The anti-environment Environment Minister Ricardo Salles abruptly cancelled a long prepared UN Climate event in Salvador, saying the participants were only coming to eat acarajé and see the sights, but then had to reverse the decision when the Mayor of Salvador, chairman of the Dems, a right-wing party which is in coalition with the Bolsonaro government, explained that the presence of several thousand people, be they environmentalists or not, was good for tourism.

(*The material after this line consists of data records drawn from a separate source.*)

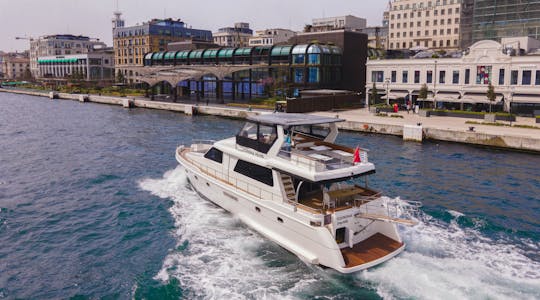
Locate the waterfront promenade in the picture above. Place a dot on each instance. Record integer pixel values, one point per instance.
(449, 129)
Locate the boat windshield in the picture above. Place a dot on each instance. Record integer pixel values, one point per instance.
(256, 136)
(317, 131)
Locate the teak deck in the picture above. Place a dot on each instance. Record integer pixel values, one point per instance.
(373, 248)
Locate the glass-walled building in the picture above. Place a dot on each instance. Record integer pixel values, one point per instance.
(496, 19)
(285, 68)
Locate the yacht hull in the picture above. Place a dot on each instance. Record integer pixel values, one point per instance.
(312, 244)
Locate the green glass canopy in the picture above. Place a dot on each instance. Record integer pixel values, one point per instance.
(226, 53)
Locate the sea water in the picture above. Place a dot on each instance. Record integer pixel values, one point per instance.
(94, 205)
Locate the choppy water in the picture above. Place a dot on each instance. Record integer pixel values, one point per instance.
(92, 204)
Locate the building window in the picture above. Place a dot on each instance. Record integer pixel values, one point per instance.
(513, 77)
(429, 77)
(377, 76)
(526, 77)
(483, 74)
(255, 172)
(455, 77)
(442, 77)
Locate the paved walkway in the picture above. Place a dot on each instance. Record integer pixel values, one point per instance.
(449, 123)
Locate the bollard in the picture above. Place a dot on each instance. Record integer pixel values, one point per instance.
(412, 133)
(188, 110)
(127, 103)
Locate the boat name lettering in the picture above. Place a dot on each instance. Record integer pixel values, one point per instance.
(344, 217)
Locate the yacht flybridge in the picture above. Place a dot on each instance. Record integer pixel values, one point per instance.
(284, 176)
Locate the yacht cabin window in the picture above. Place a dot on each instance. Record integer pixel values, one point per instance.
(255, 172)
(259, 137)
(215, 155)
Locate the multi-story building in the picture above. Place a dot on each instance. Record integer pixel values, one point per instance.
(2, 64)
(377, 36)
(269, 37)
(462, 83)
(494, 20)
(431, 24)
(16, 66)
(96, 66)
(237, 36)
(349, 23)
(59, 44)
(131, 43)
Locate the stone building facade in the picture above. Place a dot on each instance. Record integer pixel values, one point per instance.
(60, 44)
(133, 42)
(462, 83)
(433, 24)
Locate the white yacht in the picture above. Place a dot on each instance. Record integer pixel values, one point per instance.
(284, 176)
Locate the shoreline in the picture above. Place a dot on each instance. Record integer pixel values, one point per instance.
(449, 129)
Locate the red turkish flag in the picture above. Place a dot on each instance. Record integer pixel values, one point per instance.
(356, 156)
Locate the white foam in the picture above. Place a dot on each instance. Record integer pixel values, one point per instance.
(226, 260)
(221, 260)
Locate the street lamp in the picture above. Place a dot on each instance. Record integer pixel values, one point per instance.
(435, 85)
(387, 83)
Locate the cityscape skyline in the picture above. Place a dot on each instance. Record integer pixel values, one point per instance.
(86, 18)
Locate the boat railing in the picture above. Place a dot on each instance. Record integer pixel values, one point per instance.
(320, 161)
(201, 145)
(392, 208)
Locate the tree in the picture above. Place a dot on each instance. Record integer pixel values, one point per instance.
(374, 94)
(120, 77)
(490, 94)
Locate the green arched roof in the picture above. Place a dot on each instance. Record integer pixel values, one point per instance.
(182, 54)
(281, 51)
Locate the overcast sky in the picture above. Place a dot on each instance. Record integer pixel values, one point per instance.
(34, 18)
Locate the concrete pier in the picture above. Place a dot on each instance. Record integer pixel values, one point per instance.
(411, 127)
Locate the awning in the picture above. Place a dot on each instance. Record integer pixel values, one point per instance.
(397, 95)
(526, 99)
(479, 98)
(454, 97)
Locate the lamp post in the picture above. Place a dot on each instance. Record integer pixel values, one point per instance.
(435, 85)
(387, 83)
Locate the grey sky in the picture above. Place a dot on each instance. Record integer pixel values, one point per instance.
(34, 18)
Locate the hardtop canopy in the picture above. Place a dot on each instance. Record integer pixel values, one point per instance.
(287, 120)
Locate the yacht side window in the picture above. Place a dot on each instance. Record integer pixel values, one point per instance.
(215, 155)
(255, 172)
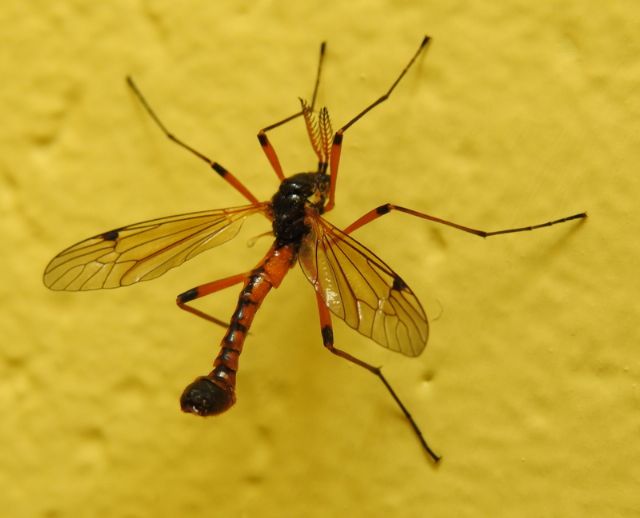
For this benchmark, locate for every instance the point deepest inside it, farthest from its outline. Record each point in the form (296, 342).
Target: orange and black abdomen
(215, 393)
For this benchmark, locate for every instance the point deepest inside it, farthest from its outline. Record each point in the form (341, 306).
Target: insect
(349, 280)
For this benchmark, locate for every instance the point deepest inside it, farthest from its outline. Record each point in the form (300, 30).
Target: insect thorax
(296, 195)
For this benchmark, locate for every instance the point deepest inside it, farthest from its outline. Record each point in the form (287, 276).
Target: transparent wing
(142, 251)
(358, 287)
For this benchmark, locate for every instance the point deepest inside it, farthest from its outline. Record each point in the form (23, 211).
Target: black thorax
(296, 195)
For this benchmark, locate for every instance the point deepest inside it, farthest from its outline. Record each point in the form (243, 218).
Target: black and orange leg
(224, 174)
(207, 289)
(336, 147)
(268, 149)
(388, 207)
(327, 340)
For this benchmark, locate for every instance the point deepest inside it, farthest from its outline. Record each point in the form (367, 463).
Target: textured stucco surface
(520, 112)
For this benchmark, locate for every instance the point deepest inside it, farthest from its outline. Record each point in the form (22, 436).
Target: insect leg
(226, 175)
(336, 146)
(204, 290)
(268, 149)
(385, 209)
(327, 340)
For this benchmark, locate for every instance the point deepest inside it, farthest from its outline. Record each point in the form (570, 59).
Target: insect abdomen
(215, 393)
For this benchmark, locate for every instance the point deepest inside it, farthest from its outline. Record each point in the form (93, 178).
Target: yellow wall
(520, 112)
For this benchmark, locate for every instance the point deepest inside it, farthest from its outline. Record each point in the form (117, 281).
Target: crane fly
(349, 280)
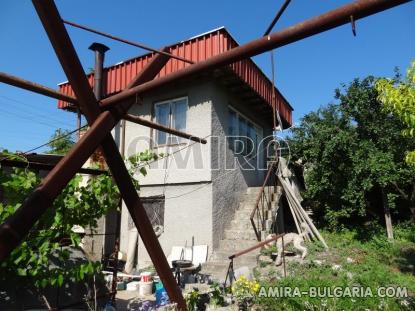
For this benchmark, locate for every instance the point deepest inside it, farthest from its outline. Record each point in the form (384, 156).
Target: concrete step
(235, 234)
(242, 213)
(253, 190)
(234, 246)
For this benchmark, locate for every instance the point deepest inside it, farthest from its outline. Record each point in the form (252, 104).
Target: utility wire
(45, 144)
(34, 111)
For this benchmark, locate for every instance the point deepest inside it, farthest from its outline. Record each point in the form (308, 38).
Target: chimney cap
(98, 47)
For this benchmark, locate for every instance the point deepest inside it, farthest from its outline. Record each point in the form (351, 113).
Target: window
(243, 134)
(172, 114)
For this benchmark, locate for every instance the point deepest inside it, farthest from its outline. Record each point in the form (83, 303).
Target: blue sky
(307, 72)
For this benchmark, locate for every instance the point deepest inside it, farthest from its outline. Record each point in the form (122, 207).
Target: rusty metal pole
(69, 60)
(332, 19)
(34, 87)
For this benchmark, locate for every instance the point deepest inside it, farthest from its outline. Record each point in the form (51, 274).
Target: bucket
(133, 286)
(145, 288)
(145, 277)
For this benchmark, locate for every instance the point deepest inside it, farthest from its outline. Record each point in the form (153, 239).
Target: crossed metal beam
(103, 116)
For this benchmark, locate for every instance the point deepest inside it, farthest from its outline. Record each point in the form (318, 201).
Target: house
(193, 193)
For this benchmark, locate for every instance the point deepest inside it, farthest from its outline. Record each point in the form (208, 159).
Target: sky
(307, 72)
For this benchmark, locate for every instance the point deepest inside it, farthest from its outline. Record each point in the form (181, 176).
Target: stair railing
(263, 202)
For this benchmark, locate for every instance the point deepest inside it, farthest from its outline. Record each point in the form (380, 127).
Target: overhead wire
(34, 111)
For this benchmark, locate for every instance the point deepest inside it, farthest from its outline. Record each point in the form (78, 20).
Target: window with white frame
(170, 113)
(243, 134)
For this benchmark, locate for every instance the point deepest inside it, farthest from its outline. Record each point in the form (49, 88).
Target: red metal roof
(197, 49)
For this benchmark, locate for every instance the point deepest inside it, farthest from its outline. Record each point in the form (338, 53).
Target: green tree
(353, 154)
(60, 142)
(398, 97)
(80, 203)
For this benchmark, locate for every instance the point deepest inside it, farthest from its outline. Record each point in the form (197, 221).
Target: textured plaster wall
(229, 180)
(186, 174)
(185, 217)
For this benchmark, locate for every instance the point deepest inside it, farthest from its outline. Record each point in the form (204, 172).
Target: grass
(351, 261)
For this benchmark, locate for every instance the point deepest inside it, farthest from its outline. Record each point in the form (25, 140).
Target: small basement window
(172, 114)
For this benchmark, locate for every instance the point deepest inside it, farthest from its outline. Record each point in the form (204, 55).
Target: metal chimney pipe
(99, 50)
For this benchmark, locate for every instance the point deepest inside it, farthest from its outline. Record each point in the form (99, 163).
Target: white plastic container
(134, 285)
(145, 277)
(145, 288)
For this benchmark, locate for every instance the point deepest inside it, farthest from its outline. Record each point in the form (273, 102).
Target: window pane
(242, 135)
(179, 109)
(162, 117)
(252, 144)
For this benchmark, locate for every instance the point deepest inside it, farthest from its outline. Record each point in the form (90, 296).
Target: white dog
(294, 238)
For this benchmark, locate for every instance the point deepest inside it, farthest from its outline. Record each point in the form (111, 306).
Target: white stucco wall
(186, 174)
(201, 192)
(229, 180)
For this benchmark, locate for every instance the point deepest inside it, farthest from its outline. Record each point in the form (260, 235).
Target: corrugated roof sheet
(197, 49)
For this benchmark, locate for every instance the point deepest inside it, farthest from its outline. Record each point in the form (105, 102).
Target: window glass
(232, 128)
(171, 114)
(246, 140)
(178, 115)
(252, 142)
(162, 117)
(242, 136)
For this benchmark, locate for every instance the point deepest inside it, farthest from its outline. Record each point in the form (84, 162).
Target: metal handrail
(263, 201)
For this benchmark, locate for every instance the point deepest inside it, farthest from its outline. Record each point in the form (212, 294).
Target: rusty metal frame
(136, 44)
(103, 116)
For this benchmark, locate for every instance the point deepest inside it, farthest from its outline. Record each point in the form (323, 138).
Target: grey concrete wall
(188, 214)
(229, 180)
(187, 174)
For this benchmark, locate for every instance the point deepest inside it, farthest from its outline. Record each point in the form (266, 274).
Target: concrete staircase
(238, 236)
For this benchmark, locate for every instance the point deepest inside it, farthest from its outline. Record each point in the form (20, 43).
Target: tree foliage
(398, 97)
(353, 152)
(60, 142)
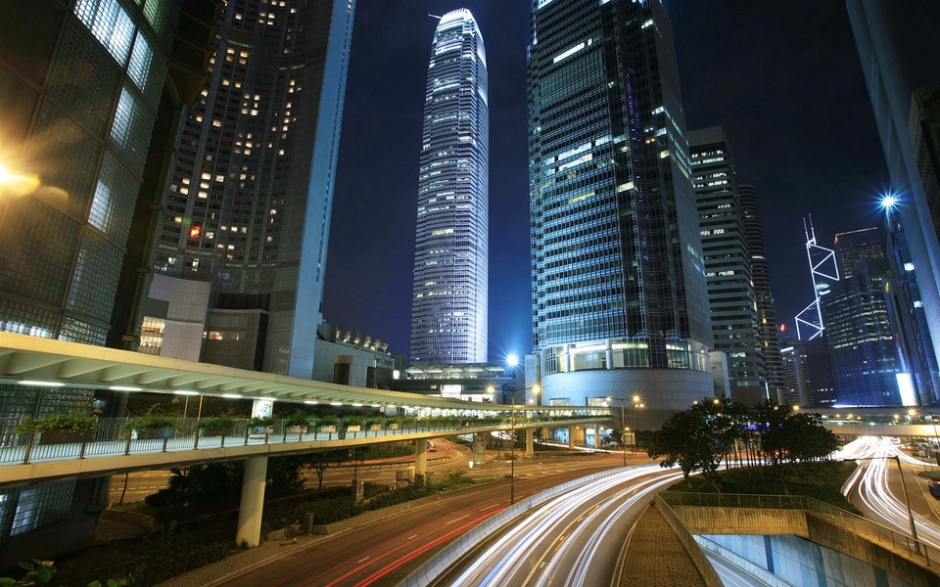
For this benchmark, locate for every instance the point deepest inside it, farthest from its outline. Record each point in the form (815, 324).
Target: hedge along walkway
(656, 556)
(272, 550)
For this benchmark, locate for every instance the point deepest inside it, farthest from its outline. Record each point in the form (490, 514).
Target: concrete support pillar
(421, 457)
(479, 449)
(254, 480)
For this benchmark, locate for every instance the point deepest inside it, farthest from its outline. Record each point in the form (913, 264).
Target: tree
(696, 439)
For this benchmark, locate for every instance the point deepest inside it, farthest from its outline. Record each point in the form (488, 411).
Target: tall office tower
(449, 300)
(727, 264)
(248, 205)
(795, 363)
(900, 57)
(760, 277)
(620, 303)
(866, 365)
(90, 109)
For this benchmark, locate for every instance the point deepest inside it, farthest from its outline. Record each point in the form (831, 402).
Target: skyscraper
(866, 363)
(727, 264)
(91, 110)
(899, 52)
(248, 205)
(449, 300)
(760, 277)
(620, 306)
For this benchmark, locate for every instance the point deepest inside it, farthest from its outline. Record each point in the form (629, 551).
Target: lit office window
(109, 23)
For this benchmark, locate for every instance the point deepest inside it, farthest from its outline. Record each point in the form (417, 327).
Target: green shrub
(71, 421)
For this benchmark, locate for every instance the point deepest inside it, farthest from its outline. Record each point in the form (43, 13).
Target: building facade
(449, 299)
(760, 277)
(866, 363)
(900, 56)
(90, 117)
(248, 206)
(731, 295)
(620, 305)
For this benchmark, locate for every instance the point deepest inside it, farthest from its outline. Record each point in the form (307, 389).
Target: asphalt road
(574, 539)
(878, 493)
(386, 552)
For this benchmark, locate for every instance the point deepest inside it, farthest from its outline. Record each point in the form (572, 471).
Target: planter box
(65, 436)
(215, 431)
(151, 433)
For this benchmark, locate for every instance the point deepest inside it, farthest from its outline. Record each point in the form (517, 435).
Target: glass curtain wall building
(620, 305)
(449, 300)
(760, 278)
(90, 107)
(899, 52)
(727, 264)
(248, 206)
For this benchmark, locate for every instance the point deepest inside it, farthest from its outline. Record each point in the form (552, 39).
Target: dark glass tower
(90, 110)
(760, 277)
(727, 264)
(620, 306)
(899, 51)
(865, 357)
(449, 300)
(248, 206)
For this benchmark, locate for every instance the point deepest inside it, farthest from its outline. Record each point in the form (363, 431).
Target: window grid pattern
(94, 284)
(146, 69)
(112, 208)
(85, 78)
(66, 157)
(110, 23)
(151, 336)
(73, 330)
(131, 130)
(32, 264)
(42, 505)
(615, 248)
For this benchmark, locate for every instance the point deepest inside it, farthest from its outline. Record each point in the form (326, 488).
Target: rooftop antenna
(822, 265)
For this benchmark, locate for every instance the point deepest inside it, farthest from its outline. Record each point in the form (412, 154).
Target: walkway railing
(111, 438)
(862, 526)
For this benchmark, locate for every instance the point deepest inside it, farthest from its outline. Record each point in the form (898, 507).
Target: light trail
(875, 492)
(572, 525)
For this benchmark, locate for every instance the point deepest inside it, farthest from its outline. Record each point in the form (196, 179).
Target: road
(386, 552)
(576, 538)
(878, 493)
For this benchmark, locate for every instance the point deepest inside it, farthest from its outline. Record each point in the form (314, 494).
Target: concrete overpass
(52, 364)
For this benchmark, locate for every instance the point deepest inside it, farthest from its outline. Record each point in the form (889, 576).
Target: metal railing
(113, 438)
(898, 541)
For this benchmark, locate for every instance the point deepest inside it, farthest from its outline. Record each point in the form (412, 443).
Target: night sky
(782, 78)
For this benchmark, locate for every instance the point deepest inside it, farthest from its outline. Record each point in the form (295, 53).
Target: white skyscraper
(449, 311)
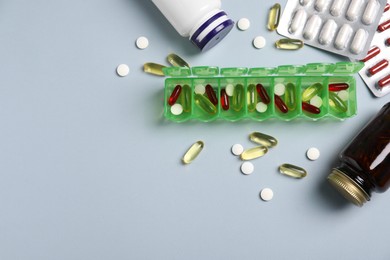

Bolsonaro’s ill thought out decree, widening gun ownership, including highly lethal assault rifles, to include millions of people without checks or registration, led to an immediate jump in gun sales. Fourteen state governors signed a joint letter saying it would not make their states safer, but on the contrary, bring more violence by increasing the quantity of guns and munitions in circulation that could end up in criminal hands. The president’s decree is also being contested in the Supreme Court and is expected to be amended in Congress.
Corruption is back
Bolsonaro’s own party, the newly created PSL, is so riven by internal squabbles among its novice congress members that it is completely ineffective and the old ‘centrão’ – the block of centrist and rightwing deputies now calls the tune.
Elected on an anti-corruption platform, his son Flavio Bolsonaro, senator for Rio, is under investigation by the prosecutors’ office for financial crimes, and is suspected of links to the illegal militia, including men involved in the assassination of councillor Marielle Franco.
Another son, federal congressman Eduardo, says he thinks Brazil needs to have an atomic bomb, in order to be taken seriously.
The flagship pensions reform bill, on which Economics Minister Paulo Guedes has staked his reputation, threatening to resign and move abroad if it is not passed, is under a barrage of criticism, as studies show that far from ending privileges, it will punish the poorest.
The government’s entire economic programme seems to be based on passing the Pensions Bill, because it will allegedly save a trillion reais, plug the deficit, bring back foreign investment and provide jobs. In other words a magic cure for Brazil’s ills. Alternative, or additional solutions, like tax reform, job creation, public investment, are simply not being contemplated.
Cry havoc and let slip the dogs of war
This virtual blackmail – pass the bill or there will be chaos – has an ulterior motive, according to quite a few analysts. They believe Bolsonaro actually wants chaos, because ‘crisis is an indispensable ingredient for an authoritarian process’. Then by blaming the crisis of government on ‘balburdia’ ‘corruption’ and ‘the old political system’ he can justify strong arm measures.
At the same time his incompetence and truculence are leaving him more and more isolated, as many who voted in Bolsonaro for anti-PT reasons, realise they have elected someone who does not know how to run the country, and who is incapable of introducing the reforms that Brazil needs. This leaves him with the far right and the military as the nucleus of his support.
In the five months Bolsonaro has been in power, he has failed to propose any measures for lifting Brazil out of its state of economic stagnation, with 13 million unemployed and over 20 million underemployed. Instead he has insulted and antagonised large sectors of the population, relaxed gun laws and Amazon monitoring and stoked violence against indigenous and rural populations and favela communities. His presidency is a disaster, but civil society is reacting. On 30 May there will be another nationwide protest against education cuts.